Я глубоко вдохнул и пустился в объяснения. Дважды или трижды мы завязали так, что я думал – не выберемся. В конце концов, кажется, Стуро хоть что-то понял.
– Хорошо. Я найду… того, кто возьмет меня… кусать людей. Но… твое… оружие, Ирги. Что сделать с ним?
– Отдашь от меня тому, кто метает тенгоны. Воину.
– И… его? – Стуро кивнул на Зеркальце.
– Он пусть будет у тебя. Если захочешь, отдашь его тому, кто станет твоим побратимом.
– Хорошо.
– Ну, вот.
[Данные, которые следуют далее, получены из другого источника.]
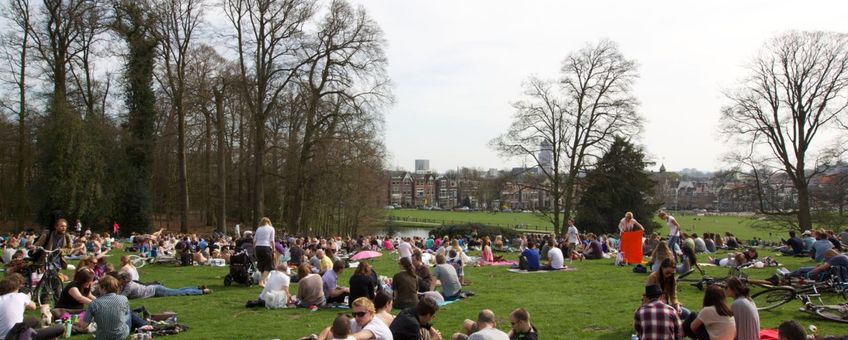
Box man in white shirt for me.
[542,239,565,270]
[318,297,394,340]
[398,237,412,260]
[0,273,64,339]
[658,210,680,254]
[253,217,276,287]
[468,309,509,340]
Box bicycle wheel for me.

Теперь еще кое-что сделаем, – раз уж начали, приготовимся полностью, – В Каорене тебе нужно иметь при себе одну вещь.
– Какую?
– Сейчас, – я взял один листок из Альсарениной папки, ее же перо и чернильницу.
И написал на Старом Языке:
«В день сей, марта двадцать второй, года Огня Девятого Круга, назначаю я, Ирги Иргиаро, получивший имя от Рургала, в Доме Богов города Кальны, что в Альдамаре, наследником имени своего и имущества своего брата своего перед богами, аблиса…» – и уже чуть не написав «Стуро», спохватился.
– Я могу поставить здесь твое имя?
– Поставить – здесь?.. Это могут… прочитать?
– Да.
– Как – в книге?
– Да, как в книге.
– Не ставь. Имя… Не надо. Это нельзя…
Кастанга меня заешь, и это – нельзя, и без этого – нельзя, что мне делать-то?!
– Тогда как написать, что ты – мой брат, и все, что мое – твое?
Сам изворачивайся, козявка летучая-кусучая. Вот послали боги побратима – заворот на завороте; мозги шипят и в бараний рог сворачиваются.
– Они зовут меня – Мотылек, – Стуро чуть улыбнулся. – «Мотылек» – это ласково, да?
– Ласково.
Как «козявочка». Дальше-то что?
– Тогда, если – просто, будет… Мотыль, да?
– Мотыль, – усмехнулся я.
– Пусть будет – Мотыль.
Мотыль Иргиаро. Звучит! Хотя в Каорене – хоть горшком назовись… Да и вообще, может, не понадобится бумажка…
«… Мотыля Иргиаро, дабы носил он имя мое и распоряжался имуществом моим по воле моей.»
Так. Вроде бы все.
– Вот эту бумагу я уберу в тайник. Ее тоже возьмешь с собой.
– Хорошо, Ирги.
– Что мрачный такой? Э?
Он пожал плечами.
– Прекрати, Стуро. Все это – так, на всякий случай. Я вовсе не собираюсь умирать. Ни завтра, ни через месяц. Ни даже через десять лет. Выше нос, козява.